The Me 163B-1a fighters first flew operationally on 6 August 1944, two Me 163s reportedly claiming three North American P-51 Mustangs of the 352nd Fighter Group. JG 400 intercepted formations of Boeing B-17 Flying Fortress bombers for the first time on 16 August 1944. Leutnant Hartmut Ryll engaged the B-17s but was shot down and killed by two P-51s of the 359th Fighter Group.

On 24 August 1944, several B-17s were attacked, with Fw. Siegfred Schubert claiming two B-17s downed (another was claimed by other pilots). His wingman also downed a B-17. One Komet was shot down by bomber gunners.

On 11 September seven aircraft attacked a United States Army Air Forces (USAAF) bomber formation, and three B-17s were claimed shot down. On 7 October two B-17s were claimed, but two more Komets were lost. By 24 September JG 400 had eleven serviceable Me 163s available, but was short of competent pilots to fly them. The Komets flew operationally on five days during the month, but the highest number of rocket fighters involved was on 28 September, when nine were committed. During the same month the two main factories producing the volatile propellants were seriously damaged in bombing raids, and the resulting shortage of propellants would hamper JG 400 for the rest of the war.

Tactics were soon developed; typically to zoom through the bomber formations up to an altitude of 40000 ft, and then to power-dive down through the formation again. This theoretically gave the pilot two chances to aim and fire a few bursts of 30mm cannon fire before gliding back towards the home airfield.

Allied fighter formations countered the Komet in several ways; the extremely short endurance was soon noted, and once in a glide the Komet was highly vulnerable to any escort fighter. Brandis was quickly identified as JG 400's home airfield and strafing attacks curtailed operations.

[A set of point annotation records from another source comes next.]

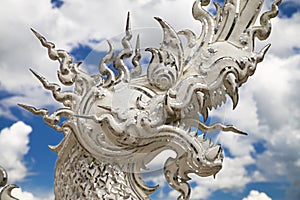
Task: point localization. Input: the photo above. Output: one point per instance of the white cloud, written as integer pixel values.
(256, 195)
(13, 146)
(24, 195)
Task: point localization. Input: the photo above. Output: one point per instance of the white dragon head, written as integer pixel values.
(117, 124)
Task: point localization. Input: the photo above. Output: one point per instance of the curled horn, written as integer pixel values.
(263, 31)
(68, 69)
(124, 73)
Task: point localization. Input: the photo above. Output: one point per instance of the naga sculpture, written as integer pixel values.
(116, 123)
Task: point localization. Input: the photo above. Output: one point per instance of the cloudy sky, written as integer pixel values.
(264, 165)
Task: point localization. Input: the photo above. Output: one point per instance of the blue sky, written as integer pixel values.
(264, 165)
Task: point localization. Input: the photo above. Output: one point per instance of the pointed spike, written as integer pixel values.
(261, 55)
(39, 36)
(204, 113)
(235, 98)
(38, 76)
(138, 42)
(128, 22)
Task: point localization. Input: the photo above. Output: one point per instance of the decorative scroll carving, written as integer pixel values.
(118, 123)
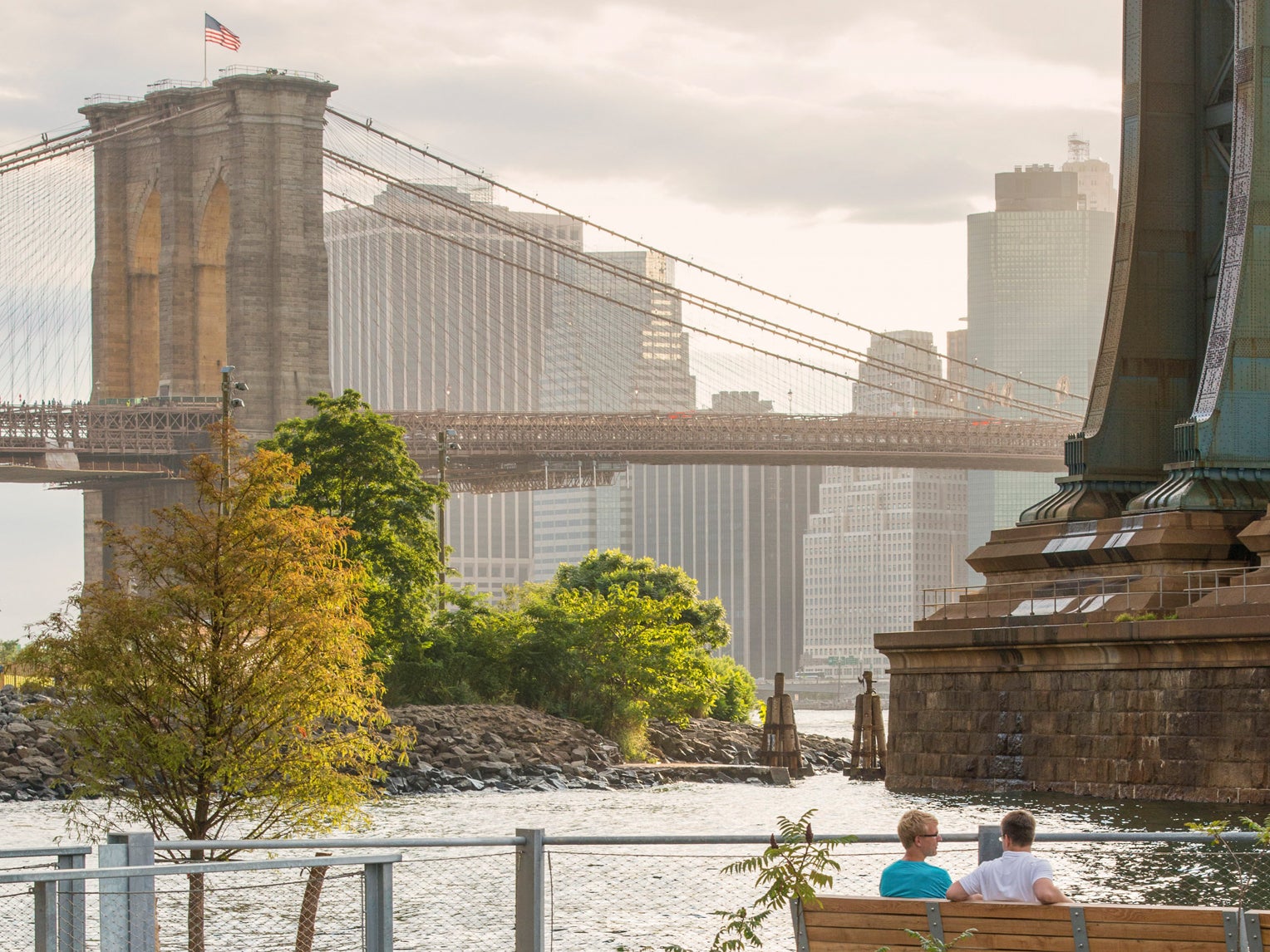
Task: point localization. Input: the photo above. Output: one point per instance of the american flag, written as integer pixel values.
(214, 33)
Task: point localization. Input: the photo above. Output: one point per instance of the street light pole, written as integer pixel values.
(441, 505)
(445, 444)
(228, 404)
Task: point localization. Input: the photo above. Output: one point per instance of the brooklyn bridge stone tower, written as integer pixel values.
(1121, 646)
(209, 252)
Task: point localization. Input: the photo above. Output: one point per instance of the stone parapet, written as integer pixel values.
(1156, 709)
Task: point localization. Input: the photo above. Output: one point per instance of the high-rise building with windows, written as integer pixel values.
(423, 317)
(1038, 274)
(882, 536)
(618, 349)
(738, 531)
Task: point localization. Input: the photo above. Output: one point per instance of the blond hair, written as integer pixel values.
(1020, 827)
(912, 825)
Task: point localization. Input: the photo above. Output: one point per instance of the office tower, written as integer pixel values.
(882, 536)
(616, 349)
(430, 310)
(1038, 274)
(737, 529)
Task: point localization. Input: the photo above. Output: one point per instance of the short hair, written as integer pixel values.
(912, 825)
(1020, 827)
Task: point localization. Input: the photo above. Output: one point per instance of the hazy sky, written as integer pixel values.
(823, 149)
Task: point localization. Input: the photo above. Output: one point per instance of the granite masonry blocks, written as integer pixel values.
(1195, 734)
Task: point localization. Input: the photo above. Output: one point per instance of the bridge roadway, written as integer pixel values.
(86, 444)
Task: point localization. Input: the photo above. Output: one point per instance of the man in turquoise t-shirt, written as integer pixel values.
(912, 877)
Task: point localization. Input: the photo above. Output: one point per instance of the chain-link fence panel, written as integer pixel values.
(261, 910)
(455, 899)
(649, 898)
(18, 914)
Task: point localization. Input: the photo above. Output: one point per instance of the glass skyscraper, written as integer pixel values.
(1036, 285)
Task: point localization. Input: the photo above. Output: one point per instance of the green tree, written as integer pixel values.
(461, 658)
(613, 659)
(358, 469)
(734, 690)
(218, 683)
(599, 572)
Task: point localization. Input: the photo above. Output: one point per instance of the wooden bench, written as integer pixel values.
(866, 923)
(1258, 930)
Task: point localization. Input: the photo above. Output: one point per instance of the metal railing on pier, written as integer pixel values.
(532, 891)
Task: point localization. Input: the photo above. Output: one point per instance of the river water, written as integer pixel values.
(672, 886)
(842, 807)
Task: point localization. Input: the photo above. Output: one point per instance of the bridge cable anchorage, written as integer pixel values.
(688, 263)
(938, 384)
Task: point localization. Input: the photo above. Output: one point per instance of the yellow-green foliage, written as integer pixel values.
(218, 683)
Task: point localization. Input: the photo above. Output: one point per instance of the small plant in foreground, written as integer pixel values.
(933, 945)
(793, 867)
(1214, 832)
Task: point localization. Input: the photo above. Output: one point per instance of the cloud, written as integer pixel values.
(807, 108)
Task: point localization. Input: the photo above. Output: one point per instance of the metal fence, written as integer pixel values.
(529, 892)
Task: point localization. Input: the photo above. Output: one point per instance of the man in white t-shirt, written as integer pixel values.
(1016, 876)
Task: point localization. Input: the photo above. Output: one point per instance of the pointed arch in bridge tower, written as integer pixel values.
(235, 172)
(209, 292)
(142, 312)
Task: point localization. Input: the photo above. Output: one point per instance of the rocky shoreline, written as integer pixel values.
(473, 748)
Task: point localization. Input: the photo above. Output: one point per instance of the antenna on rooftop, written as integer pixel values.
(1077, 149)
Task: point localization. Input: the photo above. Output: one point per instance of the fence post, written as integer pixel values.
(46, 916)
(113, 899)
(529, 920)
(70, 906)
(990, 843)
(377, 887)
(142, 915)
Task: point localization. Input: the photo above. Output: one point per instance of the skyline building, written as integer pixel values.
(431, 310)
(738, 531)
(1038, 269)
(620, 349)
(882, 536)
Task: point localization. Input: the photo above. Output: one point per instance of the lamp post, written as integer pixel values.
(445, 444)
(228, 404)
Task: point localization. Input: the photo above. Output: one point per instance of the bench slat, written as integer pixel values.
(864, 923)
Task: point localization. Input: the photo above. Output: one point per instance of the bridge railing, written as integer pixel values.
(532, 891)
(1228, 586)
(1082, 596)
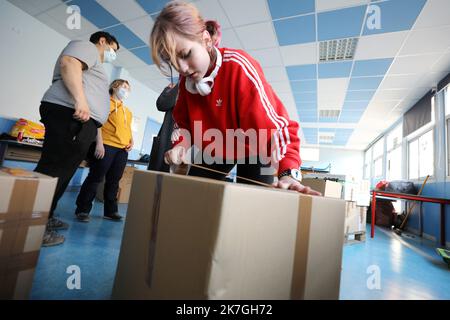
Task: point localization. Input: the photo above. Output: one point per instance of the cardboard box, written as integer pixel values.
(196, 238)
(25, 200)
(123, 194)
(328, 188)
(355, 218)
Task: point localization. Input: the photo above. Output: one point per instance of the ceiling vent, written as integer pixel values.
(337, 50)
(326, 137)
(329, 113)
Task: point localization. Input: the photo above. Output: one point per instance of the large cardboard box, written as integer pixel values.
(123, 194)
(25, 200)
(355, 218)
(195, 238)
(328, 188)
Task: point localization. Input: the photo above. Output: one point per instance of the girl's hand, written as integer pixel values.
(176, 155)
(289, 183)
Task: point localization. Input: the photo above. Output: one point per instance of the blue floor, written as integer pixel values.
(396, 267)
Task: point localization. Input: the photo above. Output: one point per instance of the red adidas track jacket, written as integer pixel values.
(241, 98)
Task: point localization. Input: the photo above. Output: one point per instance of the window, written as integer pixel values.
(394, 154)
(421, 156)
(367, 161)
(378, 150)
(447, 124)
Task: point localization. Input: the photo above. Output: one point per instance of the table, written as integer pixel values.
(393, 196)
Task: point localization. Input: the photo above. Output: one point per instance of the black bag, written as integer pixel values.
(401, 186)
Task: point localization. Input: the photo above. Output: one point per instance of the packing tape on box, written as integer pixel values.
(154, 231)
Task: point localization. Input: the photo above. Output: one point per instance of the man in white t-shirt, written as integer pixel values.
(75, 105)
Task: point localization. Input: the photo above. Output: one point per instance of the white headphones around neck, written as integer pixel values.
(203, 87)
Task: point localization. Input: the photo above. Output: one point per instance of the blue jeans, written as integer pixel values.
(110, 168)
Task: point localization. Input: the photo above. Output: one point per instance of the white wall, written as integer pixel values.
(345, 162)
(28, 54)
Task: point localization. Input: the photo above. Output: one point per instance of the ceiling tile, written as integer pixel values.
(128, 60)
(361, 95)
(443, 64)
(380, 46)
(335, 69)
(365, 83)
(281, 87)
(35, 7)
(299, 54)
(304, 86)
(141, 27)
(400, 81)
(302, 72)
(284, 28)
(152, 6)
(212, 10)
(274, 74)
(323, 5)
(289, 8)
(126, 37)
(123, 10)
(230, 39)
(429, 40)
(59, 15)
(369, 68)
(349, 21)
(396, 15)
(434, 14)
(146, 72)
(331, 93)
(246, 12)
(267, 57)
(95, 13)
(257, 36)
(413, 64)
(395, 94)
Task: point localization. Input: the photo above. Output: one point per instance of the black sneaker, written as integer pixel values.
(52, 238)
(113, 216)
(56, 224)
(82, 216)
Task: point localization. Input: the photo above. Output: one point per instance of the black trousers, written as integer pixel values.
(245, 170)
(66, 144)
(110, 167)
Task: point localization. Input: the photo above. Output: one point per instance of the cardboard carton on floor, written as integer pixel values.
(355, 217)
(25, 200)
(328, 188)
(123, 194)
(195, 238)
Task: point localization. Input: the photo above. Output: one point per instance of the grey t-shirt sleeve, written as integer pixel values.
(82, 50)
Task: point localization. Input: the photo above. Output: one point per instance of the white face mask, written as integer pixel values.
(109, 55)
(122, 93)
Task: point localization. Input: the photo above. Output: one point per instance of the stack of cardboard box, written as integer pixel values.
(196, 238)
(25, 200)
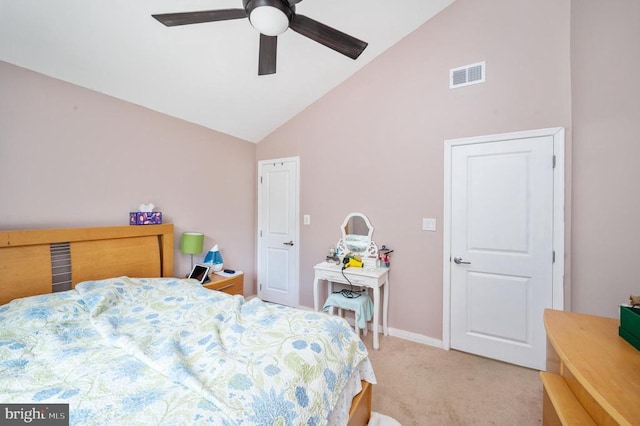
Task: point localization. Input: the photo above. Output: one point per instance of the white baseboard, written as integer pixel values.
(414, 337)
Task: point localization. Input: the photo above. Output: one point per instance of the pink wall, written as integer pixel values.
(605, 59)
(375, 144)
(73, 157)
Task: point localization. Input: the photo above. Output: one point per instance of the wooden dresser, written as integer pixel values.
(231, 285)
(593, 375)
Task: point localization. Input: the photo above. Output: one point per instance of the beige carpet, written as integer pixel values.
(423, 385)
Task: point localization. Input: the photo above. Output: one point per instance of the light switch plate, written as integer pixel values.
(428, 224)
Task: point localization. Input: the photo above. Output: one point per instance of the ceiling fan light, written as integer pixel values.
(269, 20)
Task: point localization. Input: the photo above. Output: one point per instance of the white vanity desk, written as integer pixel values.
(373, 278)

Many other tactical issues faced the JG 400 pilots apart from the inherent chemical instability of the aircraft's propulsion system and its hypergolic fuel/oxidizer combination. It was found very difficult to aim and fire the guns accurately at such high approach speeds. A number of solutions were tried out, the most innovative being fitting a battery of eight 50mm mortars, firing upwards. The mortars were fired by a signal from a photocell in the upper surface of the aircraft. When the Komet flew under the bomber, the shadow of the aircraft above triggered the photocell and the mortar rounds were fired. Research suggests this arrangement was only used once in combat, reportedly destroying a Royal Air Force (RAF) Handley Page Halifax bomber.

Although over 300 Me 163s were produced (including a few Me 163Cs with increased fuel), only 9 confirmed air victories were credited to JG 400 by the end of the war, for 14 Komets lost from all causes (mainly crashes and accidents).

I./JG 400 was disbanded at Brandis in April 1945, while II. Gruppe disbanded at Husum.